Following Bishop’s report, Theresa Umscheid, executive director of the Iowa Community College Online Consortium (ICCOC), presented to the board. SWCC has been a member of the ICCOC since the consortium was established 22 years ago. Umscheid spoke of the consortium’s growth and explained to the board that this past year the ICCOC became its own entity.

“We now have a board of directors and are governed by the college presidents,” Umscheid explained.

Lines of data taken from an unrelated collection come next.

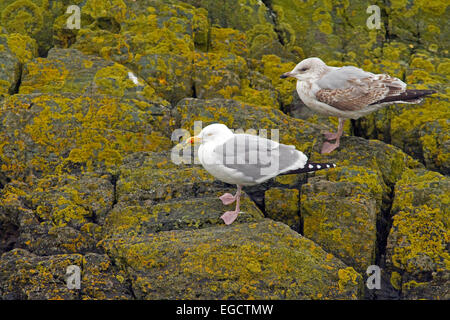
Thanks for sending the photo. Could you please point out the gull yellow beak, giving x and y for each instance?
(192, 140)
(286, 75)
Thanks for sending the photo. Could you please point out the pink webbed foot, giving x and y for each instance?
(331, 135)
(329, 147)
(229, 216)
(227, 198)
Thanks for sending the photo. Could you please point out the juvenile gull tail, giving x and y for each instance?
(311, 167)
(408, 96)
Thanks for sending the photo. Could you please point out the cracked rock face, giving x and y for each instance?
(86, 171)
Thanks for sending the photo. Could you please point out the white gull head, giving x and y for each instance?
(308, 69)
(215, 133)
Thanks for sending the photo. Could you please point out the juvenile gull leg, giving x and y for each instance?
(328, 147)
(229, 216)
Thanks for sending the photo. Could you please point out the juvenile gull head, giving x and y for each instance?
(308, 69)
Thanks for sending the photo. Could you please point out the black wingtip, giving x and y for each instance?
(311, 167)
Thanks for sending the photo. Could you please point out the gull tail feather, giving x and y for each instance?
(408, 96)
(311, 167)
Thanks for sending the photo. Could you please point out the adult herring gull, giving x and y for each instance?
(347, 92)
(246, 160)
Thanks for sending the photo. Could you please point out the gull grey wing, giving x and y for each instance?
(352, 89)
(257, 158)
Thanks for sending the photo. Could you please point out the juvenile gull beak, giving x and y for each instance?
(192, 140)
(286, 75)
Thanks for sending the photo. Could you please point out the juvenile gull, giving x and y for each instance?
(347, 92)
(246, 160)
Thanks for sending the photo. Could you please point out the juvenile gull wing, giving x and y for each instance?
(352, 89)
(258, 159)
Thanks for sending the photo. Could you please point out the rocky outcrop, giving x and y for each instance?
(88, 175)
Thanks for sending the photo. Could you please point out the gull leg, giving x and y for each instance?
(227, 198)
(229, 216)
(329, 147)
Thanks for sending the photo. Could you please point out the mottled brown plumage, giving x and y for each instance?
(347, 92)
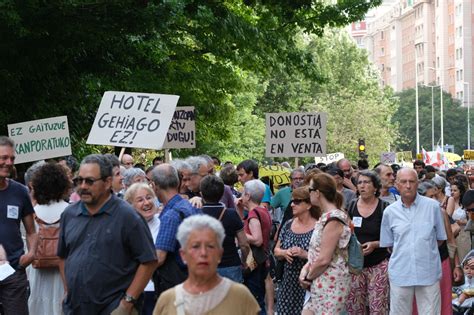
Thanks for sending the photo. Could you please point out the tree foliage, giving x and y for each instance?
(58, 57)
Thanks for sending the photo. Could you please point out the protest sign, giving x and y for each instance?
(388, 157)
(329, 158)
(295, 134)
(182, 132)
(40, 139)
(404, 156)
(277, 174)
(135, 120)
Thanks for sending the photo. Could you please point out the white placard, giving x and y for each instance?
(182, 132)
(331, 157)
(134, 120)
(388, 157)
(40, 139)
(295, 134)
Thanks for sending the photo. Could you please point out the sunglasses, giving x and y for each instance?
(88, 180)
(298, 201)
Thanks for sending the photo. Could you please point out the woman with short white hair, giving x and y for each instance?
(142, 198)
(204, 291)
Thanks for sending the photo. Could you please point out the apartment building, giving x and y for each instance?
(427, 42)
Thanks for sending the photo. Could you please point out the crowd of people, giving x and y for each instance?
(194, 236)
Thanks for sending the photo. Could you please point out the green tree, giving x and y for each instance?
(58, 57)
(455, 120)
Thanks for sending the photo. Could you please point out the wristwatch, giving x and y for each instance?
(129, 299)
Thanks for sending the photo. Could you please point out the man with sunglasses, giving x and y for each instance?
(15, 207)
(106, 249)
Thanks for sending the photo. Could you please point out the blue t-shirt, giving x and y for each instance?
(15, 204)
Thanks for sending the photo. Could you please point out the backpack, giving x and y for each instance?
(47, 245)
(355, 259)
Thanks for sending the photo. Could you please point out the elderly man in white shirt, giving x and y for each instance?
(413, 226)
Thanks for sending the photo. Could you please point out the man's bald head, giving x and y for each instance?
(127, 161)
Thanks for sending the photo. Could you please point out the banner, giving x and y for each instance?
(40, 139)
(182, 132)
(329, 158)
(134, 120)
(295, 134)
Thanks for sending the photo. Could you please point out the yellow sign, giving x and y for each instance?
(469, 154)
(278, 174)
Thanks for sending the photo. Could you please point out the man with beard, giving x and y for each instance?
(387, 178)
(15, 207)
(106, 249)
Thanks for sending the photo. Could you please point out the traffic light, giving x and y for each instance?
(361, 148)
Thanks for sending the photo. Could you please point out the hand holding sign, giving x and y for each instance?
(135, 120)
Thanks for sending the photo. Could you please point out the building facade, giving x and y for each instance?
(428, 42)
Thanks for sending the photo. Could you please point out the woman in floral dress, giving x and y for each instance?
(326, 274)
(292, 248)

Umscheid talked about the benefits of colleges belonging to the ICCOC, including opportunities for students; instructors having opportunities to teach more courses; reduced costs of the learning management system, Canvas; and faculty development being offered regularly. Umscheid said textbooks have now been embedded into the ICCOC’s courses and this has reduced the average costs to an average of $45 per textbook, which is a huge benefit for students.

She said the consortium is now made up of six Iowa community colleges and one four-year private college, Iowa Wesleyan. Umscheid said she will be interested to see if the ICCOC has additional interest from other private colleges looking for cost-effective routes to offer online courses.

Jeff Smith, lobbyist from Fitzgerald, Smith and Associates of Waukee, offered board members an update on the upcoming legislative session. Smith said there would most likely be more than 40 new members in the house and senate, but most likely the state would not see changes in overall leadership as Gov. Kim Reynolds would likely retain office due to pre-election predictions.

Smith stated as always state general aid would be the top priority for the upcoming legislative session. Smith said a 3 percent increase for community colleges is the goal. Smith also spent time talking about the massive government reorganization underway including key state programs being moved from the Department of Education to Workforce Development.

Jerry Smith, SWCC board member from Osceola and Community Colleges for Iowa representative, said they did not have a November meeting. He spoke briefly about the Association of Community College Trustees (ACCT) National Legislative Summit in New York City.